The idea of sustainable design is something that's close to the collective Airside heart. Teaming up with fellow design agency directors Sophie Thomas and Caroline Clark, Hunter has launched the consultant website Three Trees Don't Make a Forest. The aim? To evolve the design community and inspire designers to re-think the way that they work in the pursuit of sustainable design.
"In our own attempts to become greener and greener, it was hard to understand what you're supposed to do," says Hunter. "It was hard to understand recycled paper versus FOC paper, or how to choose a printer. Three Trees started about a year ago to share knowledge about this stuff... Sophie ran a Greengaged event during London design week, which was a whole week of sustainable events at the Design Council, and Three Trees did a couple of workshops as a part of that.

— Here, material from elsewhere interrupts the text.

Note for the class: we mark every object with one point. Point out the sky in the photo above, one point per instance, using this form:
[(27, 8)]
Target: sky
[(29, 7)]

We realised that there was a lot of demand - the workshops were sold out four times over."
Yet Airside doesn't shout about its sustainable ethos. "Every design company should now be considering their actions," says Hunter, "and we're just doing what should be normal. We're not labelling ourselves as a sustainable agency. We're an agency that really thinks about everything we produce. And so Vitsoe is a dream client for us... they're thinkers, they care about stuff, and they're up for taking a leap of faith and doing something new." And that sums up Airside nicely.